El país de lo imposible

“Venezuela es el país donde lo imposible pasa dos veces al día”, dice una venezolana, y su definición es exacta. Lo imposible ocurre en la economía, donde lo oficial y lo real conviven en un caos de esquizofrenia. El dólar está fijado a 4,3 bolívares, pero todos saben que el cambio real  es de 9 ó 10. Los alimentos básicos  tienen precios fijados por decreto, pero todos saben que para conseguir muchos de ellos hay que pagar el precio del mercado informal.

¿Puede haber revolución sin Chávez? Alberto Aranguibel, analista político chavista, cree que sí. “Durante estos nuevos seis años, pasaremos el punto de no retorno, en que ya no importará el nombre del presidente, ni siquiera del partido. La revolución se habrá vuelto irreversible”.

Pero lo imposible pasa, fundamentalmente, con la omnipresencia de Chávez. El culto a su personalidad impacta. Su cara está en todas partes: en gigantografías, en avisos carreteros, en el frontis de los edificios públicos , en la televisión (durante la campaña sumó 47 horas de cadenas nacionales), en los muros de barrios populares.

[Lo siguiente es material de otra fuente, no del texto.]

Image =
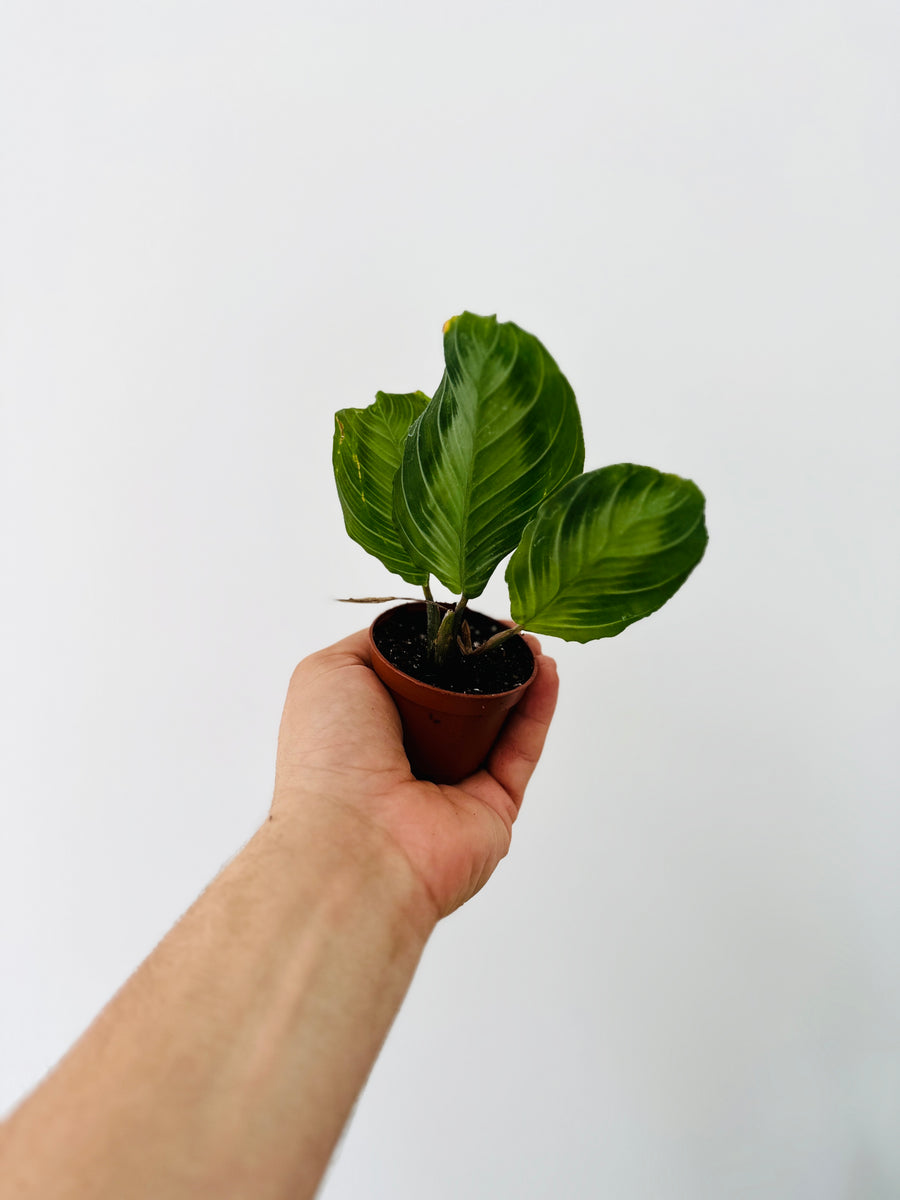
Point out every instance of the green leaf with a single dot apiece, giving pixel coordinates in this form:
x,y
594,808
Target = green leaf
x,y
366,453
502,433
609,549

Lo imposible pasa una mañana cualquiera, cuando Chávez detiene su comitiva en un barrio de Caracas, apunta a un edificio en construcción y brama: “Expropien”. Y luego, de nuevo en la tarde, cuando irrumpe en la TV para anunciar, que, por consejo de su pequeña hija Rosinés, ha decidido cambiar el escudo del país, tal como lo hizo antes con el nombre (República Bolivariana de Venezuela), con la bandera (añadió una octava estrella), y con el huso horario (inventó un “huso bolivariano”, exclusivo para el país, con media hora de diferencia con el anterior).

A ambos lados del abismo político y social que divide a los venezolanos, todo es Chávez. Cuando el presidente, durante su discurso triunfal en el Balcón del Pueblo, mencionó con su voz de trueno a Fidel Castro, sus incondicionales recibieron el nombre del viejo líder con indiferencia. Es el nombre de Chávez, y no el marxismo, el castrismo o la revolución bolivariana, el que despierta el fervor y el encono, la admiración y el odio.

Así, es inevitable que el cáncer que sufre o sufrió el comandante -los detalles nunca se conocieron- se instale con toda su incertidumbre en cualquier pronóstico.

¿Puede haber revolución sin Chávez? Alberto Aranguibel, analista político chavista, cree que sí. “Durante estos nuevos seis años, pasaremos el punto de no retorno, en que ya no importará el nombre del presidente, ni siquiera del partido. La revolución se habrá vuelto irreversible”.

Pero, en su departamento de la Misión Vivienda, Iván Rodríguez no parece tan convencido. Su casa está repleta de afiches, poleras, carteles y hasta muñecos del presidente. Y cuando le preguntamos por un futuro sin Chávez, agita la cabeza. “Mi Dios me lo guardará. Porque primero está Dios -dice, dibujando una línea horizontal en el aire-. Y después -agrega mientras dibuja otra línea, casi a la misma altura-, después está mi comandante Chávez”.